Wolfgang Hadamitzky


Japanbezogene Lehrmaterialien, Wörterbücher und Bibliografien



Sprachlexikon: Zeichenwörterbücher


Definition

Ein Zeichenwörterbuch ist ein Wörterbuch, das die Wörter nach dem ersten (oder auch nach weiteren) darin enthaltenen chinesischen Schriftzeichen (Kanji) ordnet. Zeichenwörterbücher sind für die Sprachen Chinesisch, Japanisch und Koreanisch in Gebrauch.

Synonyme: Zeichenlexikon, Kanji-Wörterbuch, Kanji-Lexikon.

Japanische Bezeichnungen: Kan-Wa jiten 漢和辞典, kanji jiten 漢字辞典, jiten 字典.

Funktion

Zum Nachschlagen japanischer Wörter benutzt man in der Regel ein alfabetisches Wörterbuch. Ist jedoch die Aussprache eines mit Kanji geschriebenen Wortes unbekannt, benötigt man ein Zeichenwörterbuch. Darüber hinaus gibt nur ein Zeichenwörterbuch Auskunft auf die Frage, welche Lesungen und Bedeutungen einzelne Zeichen haben. Nicht zuletzt enthalten Zeichenwörterbücher oft auch weitere Angaben zu den Stichzeichen, die man in alfabetischen Wörterbüchern nicht findet, wie z.B. zur Etymologie, zur Struktur und zur Schreibweise.

Ordnungssysteme

Traditionelle Zeichenwörterbücher ordnen Wörter nach dem ersten darin enthaltenen Kanji als Stichzeichen, neuere Wörterbücher auch nach jedem im gesuchten Wort vorkommenden Kanji.

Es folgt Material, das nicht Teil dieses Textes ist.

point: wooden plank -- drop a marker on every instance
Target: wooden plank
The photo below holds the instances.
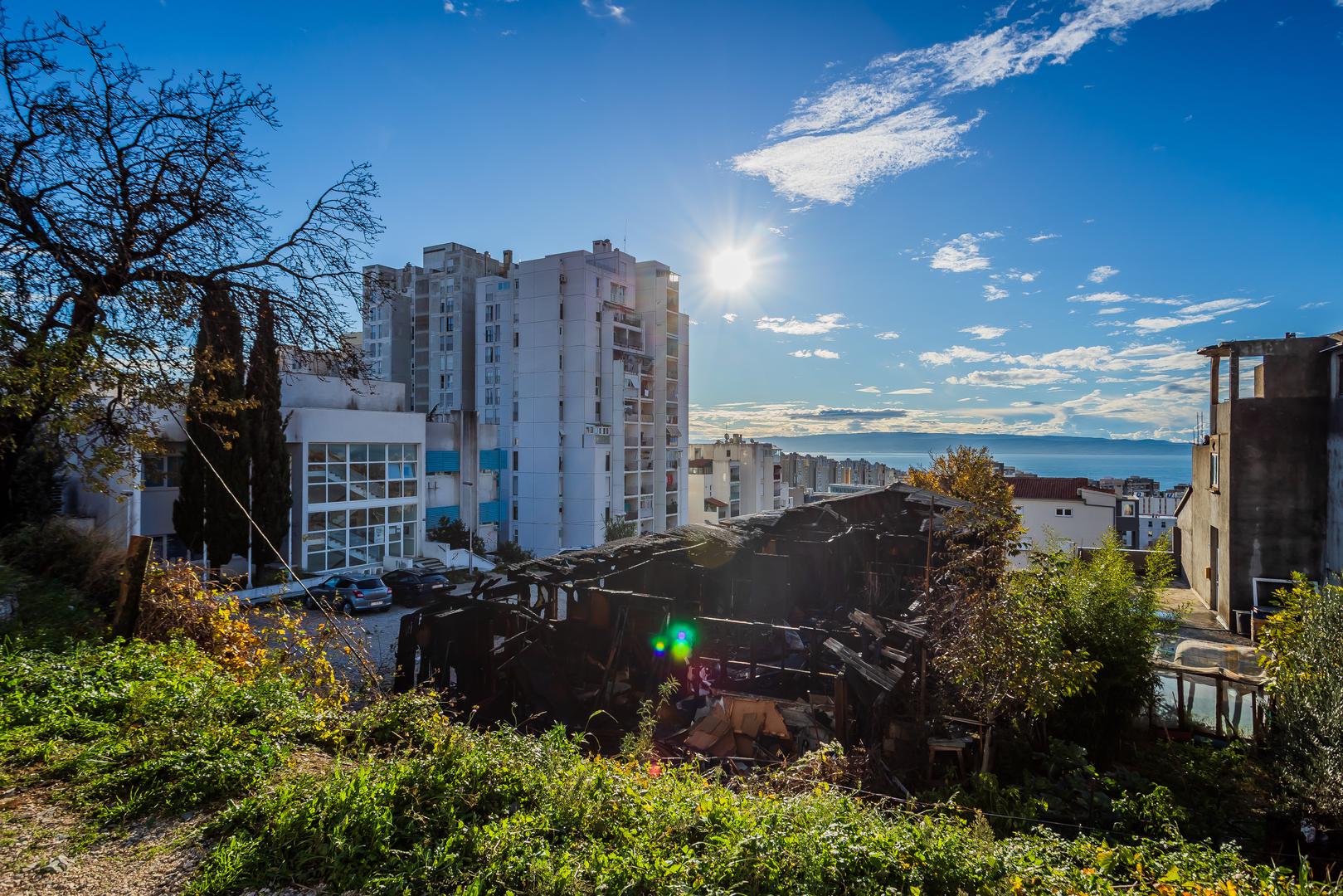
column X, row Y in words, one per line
column 132, row 585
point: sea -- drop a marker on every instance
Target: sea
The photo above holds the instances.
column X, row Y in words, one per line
column 1169, row 469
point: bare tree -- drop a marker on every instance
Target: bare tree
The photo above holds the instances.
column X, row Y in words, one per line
column 123, row 197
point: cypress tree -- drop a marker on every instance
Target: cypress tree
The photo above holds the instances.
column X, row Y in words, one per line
column 204, row 514
column 270, row 483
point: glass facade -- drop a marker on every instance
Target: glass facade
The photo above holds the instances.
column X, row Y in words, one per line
column 371, row 483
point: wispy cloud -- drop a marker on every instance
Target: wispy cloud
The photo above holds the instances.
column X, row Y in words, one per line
column 980, row 331
column 888, row 119
column 962, row 254
column 793, row 327
column 1199, row 314
column 955, row 353
column 1013, row 377
column 606, row 10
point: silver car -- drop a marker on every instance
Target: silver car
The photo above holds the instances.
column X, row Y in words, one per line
column 349, row 594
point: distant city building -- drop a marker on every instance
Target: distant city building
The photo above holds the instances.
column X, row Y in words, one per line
column 1061, row 512
column 733, row 477
column 1267, row 499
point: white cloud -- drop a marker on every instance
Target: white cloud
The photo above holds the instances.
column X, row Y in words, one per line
column 793, row 327
column 1198, row 314
column 888, row 119
column 606, row 10
column 1013, row 377
column 961, row 254
column 956, row 353
column 833, row 168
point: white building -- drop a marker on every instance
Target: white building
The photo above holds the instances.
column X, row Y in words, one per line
column 1061, row 512
column 356, row 457
column 733, row 477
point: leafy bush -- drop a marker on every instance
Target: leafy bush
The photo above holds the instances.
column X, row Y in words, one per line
column 137, row 727
column 1302, row 652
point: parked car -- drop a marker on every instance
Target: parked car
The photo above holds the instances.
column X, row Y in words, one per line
column 412, row 586
column 349, row 596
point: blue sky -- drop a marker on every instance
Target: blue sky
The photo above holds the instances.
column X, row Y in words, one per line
column 1004, row 218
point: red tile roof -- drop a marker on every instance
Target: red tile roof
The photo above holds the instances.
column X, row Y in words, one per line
column 1047, row 488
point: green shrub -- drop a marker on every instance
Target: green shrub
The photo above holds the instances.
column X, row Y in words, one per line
column 136, row 727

Die Stichzeichen selbst sind in fast allen Zeichenwörterbüchern nach einem Zeichenbestandteil, dem Radikal, geordnet. Regeln zur Bestimmung des Radikals oder Konventionen legen fest, welcher von meist mehreren Bestandteilen eines Zeichens für die Einordnung herangezogen und damit zum Radikal wird. Die Auswahl der Radikale und die Regeln für deren Bestimmung bilden zusammen das so genannte Radikalsystem.

Zusätzlich zum eigentlichen Suchsystem bieten die meisten Zeichenwörterbücher einen Zugang zu den Zeichen über einen Lesungs- und einen Strichzahl-Index.

Japanisch-deutsche Zeichenwörterbücher (in Buchform)

Für das Sprachenpaar Japanisch-Deutsch sind zwei Titel auf dem Markt, die sich vor allem in Umfang und Preis unterscheiden:
W. Hadamitzky u.a.: Japanisch-deutsches Zeichenwörterbuch. Hamburg: Buske 2002. 22, 873 S.
W. Hadamitzky u.a.: Großwörterbuch Japanisch-Deutsch. Zeichenwörterbuch. Berlin usw.: Langenscheidt 1997. 1.784 S.
Eine Kurzbeschreibung beider Titel finden Sie im Abschnitt Zeichenwörterbücher der Rubrik Japanisch-Infos: Lernhilfen. Musterseiten aus dem Zeichenwörterbuch finden Sie hier, Rezensionen zum Großwörterbuch hier.

Elektronische Zeichenwörterbücher

Die meisten elektronischen Zeichenwörterbücher und Zeichensammlungen sind ähnlich angelegt wie die klassischen gedruckten Werke: Die Suche nach einem Zeichen erfolgt über ein oder mehrere der Radikale, die weitere Sortierung nach ansteigender Reststrichzahl. Hinzu kommt die Suche über eine Lesung und die Strichzahl.

Für das Sprachenpaar Japanisch-Deutsch gibt es im Internet derzeit kein Zeichenwörterbuch.

Das international verbreitetste elektronische Wörterbuch mit Zeichenwörterbuch-Funktion ist das im Internet verfügbare WWWJDIC, herausgegeben von Jim Breen an der Monash University in Australien.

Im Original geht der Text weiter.